Ed Easley Exonerated

The Northern California Innocence project has finally emerged successful from a legal battle to correct a twenty-four-year mistake. NCIP is an organization that works to reverse convictions for people who have been falsely accused, and exonerate innocent citizens from incarceration. Their most recent case took place in 1993 Shasta County where now exoneree, Ed Easley was convicted of molesting a seven-year-old girl. Although, Easley, unlike so many others, was innocent—but with bad evidence and three separate testimonies from respected doctors against him—he was found guilty. Flash forward to 2005 and the victim, now grown, reveals that at the time of the trial she was forced to testify against Easley rather than expose the real perpetrator, a cousin of hers.

There is a significant gap of twelve years in between the victim’s revelation and Easley’s eventual exoneration. This over a decade void is due to the complicated legality of Easley’s case. Easley was in prison for eight years and on parole for five years after that. After the victim’s confession, Easley was already free from custody, so he could not technically be “exonerated” Easley had been unemployed and moving from place to place because of the awful blemish on his reputation that his conviction caused. Having to register as a sex offender took a huge toll on the electrician’s business. Families with children refused to hire him and the general public was now wary of Easley. As finding jobs became increasingly difficult, the urgency of concocting a way to clear Easley’s name grew. Unfortunately, because he was not in custody or on probation or parole, the laws at the time did not permit Easley to be officially “exonerated” and deemed innocent. Easley’s only option in the eyes of the court was to request the governor to grant him clemency. Clemency only weakens the strength of Easley’s charges instead of pronouncing him not guilty.
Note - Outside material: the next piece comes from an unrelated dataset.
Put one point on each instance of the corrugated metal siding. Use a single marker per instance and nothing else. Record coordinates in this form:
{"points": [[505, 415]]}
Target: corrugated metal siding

Nonetheless, lawyers at NCIP were persistent. After attempting a hearing on the grounds of “the writ of habeas corpus” and facing denial, Easley appealed again and this time was granted a second hearing. During the previous hearing, Easley was not granted a reversal due to the impossible standard of the current law and how it applied to his case. The law overlooked that even though Easley was not under physical lock and key, he would forever be a scapegoat for a crime he did not commit. Despite the victim’s confession, the law maintained that evidence for Easley’s case needed to “point unerringly to innocence.

Ed Easley, center, pictured with the lawyers Paige Kaneb (left) and Linda
Starr (right) from Santa Clara University School of Law’s Northern
California Innocence Project (NCIP), who helped him clear his name.
(Courtesy Santa Clara University School of Law’s Northern California
Innocence Project)

In 2009, Easley’s plead to his case for the second time during a five-day hearing. By this time, the actual perpetrator had come forward and confessed to the crime in question. Both he and the victim testified on Easley’s behalf but it was still not enough to clear his name. Amid the official decision, Judge Jack Halpin noted that if the standard for exoneration were “whether or not a reasonable jury would have convicted Easley, based on all the evidence including the recantation, this court, by a preponderance of the evidence, finds there would not have been a conviction.” Unfortunately, this was not the standard, at least not at the time.

During the next few years Easley would appeal twice more and each time face a refusal.
Finally, what looked like a bleak and barren future was given hope with some help from the capital. Two laws with direct influence on Easley’s case were passed. These laws would open up new territory for Easley and eventually lead to his exoneration. The first law is AB 813. The new law grants people who are not currently in custody the right to prove their innocence. This was Easley’s main issue. The second law was SB 1134. This law topples the previous unattainable standard for evidence. With these two new laws along with two of the doctors from his original trial testifying on his behalf and the confessions of both the victim and the perpetrators under his belt, it seemed inconceivable that anything could possibly stand in Easley’s way on his sixth trip to court. And inconceivable it was. With the assistance of NCIP legal director Linda Starr, and co-counsel Paige Kaneb, Easley was finally relieved of his twenty-four-year burden and proven to be an innocent man.

Injustice occurs everywhere, whether it be on a larger scale, like Easleys case, or on a smaller scale, like someone stealing yout parking spot. It is imperative that justice is served to those who deserve it.